Никто и не обратил на это внимания, да и никому не было никакого дела до Мани – все торопились домой. Спустя полчаса компания выехала с коляской в какой – то тупик – глухой переулок, прямо у реки. Парни оглянулись по сторонам, а потом длинный обшарил все карманы Мани, выгреб всю мелочь и забрал  себе. Маня сидела в коляске ни жива, ни мертва от страха, боясь даже пошевелиться. Кричать тут было бесполезно – сюда даже днем редко кто заглядывал, а машины не заезжали совсем.
Потом чернявый надвинул на глаза кепку и с ухмылкой спросил своих дружков:
-  Ну, а теперь чё мы с ней делать будем?
На что кудрявый с хищным носом ответил:
-  Не везти же обратно, - и похотливо скользнул по ее фигуре. А она ни чё -  в теле и молодая еще. Давайте попробуем.
Может девочка еще? – он цинично загоготал, подхватил коляску и быстро покатил ее к берегу реки, что была неподалеку.
На берегу четверо парней окружили Маню и с любопытством глядели на нее, пока длинный не процедил:
-  Ну чё? Я первый, - и расстегнул брюки…
Зрачки у Мани застыли от ужаса и перед ней все поплыло, как в тумане: разгоряченные лица парней, вечернее звездное холодное небо, серебряная лунная дорожка на реке и боль, что обожгла все ее тело. Казалось к боли она давно привыкла, но тут боль стала нестерпимой и как железным обручем охватывала ее всю. Она бессвязно бормотала:
«Уйдите, не надо, не надо! – но никто ее не слушал. Натешившись и кончив свое грязное дело, дружки отошли от нее. Кудрявый пряча глаза, спросил у длинного:
-  А  теперь чё делать будем?
 Вожак матернулся, длинно сплюнул и разом сказал, как отрезал:
-  Чё делать? Кончать будем и тикать, хлопцы, тикать.
Кудрявый возразил ему:
-  Зачем кончать? Посадим ее в коляску  толкнем в воду и привет. Понятно?
-  Понятно, - поддакнули все и дружно подняли с земли, посадили полумертвую от боли Маню и плавно с обрыва спустили коляску в реку. Коляска быстро съехала вниз и погрузилась в воду.

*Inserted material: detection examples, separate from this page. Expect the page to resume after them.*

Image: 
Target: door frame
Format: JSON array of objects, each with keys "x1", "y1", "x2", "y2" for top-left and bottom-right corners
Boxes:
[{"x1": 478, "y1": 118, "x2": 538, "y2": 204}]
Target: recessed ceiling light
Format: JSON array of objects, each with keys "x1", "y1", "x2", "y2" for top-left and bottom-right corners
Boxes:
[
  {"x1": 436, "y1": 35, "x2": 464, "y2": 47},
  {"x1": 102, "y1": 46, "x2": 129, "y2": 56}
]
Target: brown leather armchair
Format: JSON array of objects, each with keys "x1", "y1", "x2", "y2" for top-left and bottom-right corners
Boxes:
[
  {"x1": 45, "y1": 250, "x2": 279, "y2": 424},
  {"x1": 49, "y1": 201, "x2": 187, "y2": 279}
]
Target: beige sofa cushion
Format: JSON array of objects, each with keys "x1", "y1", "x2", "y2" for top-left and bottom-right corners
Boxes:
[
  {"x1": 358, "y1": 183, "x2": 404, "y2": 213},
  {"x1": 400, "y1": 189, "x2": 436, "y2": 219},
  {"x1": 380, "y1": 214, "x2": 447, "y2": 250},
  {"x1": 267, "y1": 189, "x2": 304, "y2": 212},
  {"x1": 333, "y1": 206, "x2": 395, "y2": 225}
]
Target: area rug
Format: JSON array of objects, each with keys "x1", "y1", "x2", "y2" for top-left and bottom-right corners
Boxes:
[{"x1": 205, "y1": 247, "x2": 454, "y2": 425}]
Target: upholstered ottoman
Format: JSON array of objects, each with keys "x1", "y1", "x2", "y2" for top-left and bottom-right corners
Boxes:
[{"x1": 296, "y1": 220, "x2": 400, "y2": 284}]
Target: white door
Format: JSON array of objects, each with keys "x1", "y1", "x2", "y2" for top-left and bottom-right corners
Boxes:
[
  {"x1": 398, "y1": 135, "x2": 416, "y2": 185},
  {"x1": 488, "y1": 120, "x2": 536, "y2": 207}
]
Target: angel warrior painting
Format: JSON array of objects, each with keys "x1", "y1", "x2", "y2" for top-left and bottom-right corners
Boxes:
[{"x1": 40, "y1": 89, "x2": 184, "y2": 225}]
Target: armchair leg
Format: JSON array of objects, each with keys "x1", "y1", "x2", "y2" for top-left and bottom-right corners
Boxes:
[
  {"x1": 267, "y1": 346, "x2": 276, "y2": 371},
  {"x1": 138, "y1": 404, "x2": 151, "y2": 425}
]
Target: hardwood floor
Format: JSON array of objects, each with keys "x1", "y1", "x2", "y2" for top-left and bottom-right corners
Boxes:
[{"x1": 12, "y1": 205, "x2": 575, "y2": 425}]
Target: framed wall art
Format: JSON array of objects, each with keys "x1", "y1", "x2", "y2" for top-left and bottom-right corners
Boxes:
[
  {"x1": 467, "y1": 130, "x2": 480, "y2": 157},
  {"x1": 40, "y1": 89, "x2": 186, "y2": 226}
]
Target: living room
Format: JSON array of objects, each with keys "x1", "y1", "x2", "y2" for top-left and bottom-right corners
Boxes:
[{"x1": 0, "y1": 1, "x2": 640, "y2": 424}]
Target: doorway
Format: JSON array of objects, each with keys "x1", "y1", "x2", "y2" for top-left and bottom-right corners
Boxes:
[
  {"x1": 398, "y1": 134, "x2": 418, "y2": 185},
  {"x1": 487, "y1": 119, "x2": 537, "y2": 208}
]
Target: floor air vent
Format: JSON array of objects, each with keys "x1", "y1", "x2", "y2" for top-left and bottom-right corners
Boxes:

Девушка соскользнула с коляски и сразу захлебнулась, еще до того потеряв сознание. Тело ее осталось в реке, а душа светлая, чистая и безвинная отделилась от бренного тела и полетела к сияющим звездам, к Богу.
Тело Мани на другой день обнаружили местные жители, а вот преступников найти так и не смогли.
После гибели Мани вскоре таинственно исчез Леня и больше не появлялся у Степаныча. Из его вещей в старом чемодане остались две рубашки, поношенные брюки, фотография дочери, несколько грамот за труд, да набор открыток с портретами Ленина. Почему он это хранил -  так и осталось непонятным, а Степаныч все еще надеется и ждет – не вернется ли друг и все так же сидит на лавочке по вечерам, наигрывая разные грустные мелодии.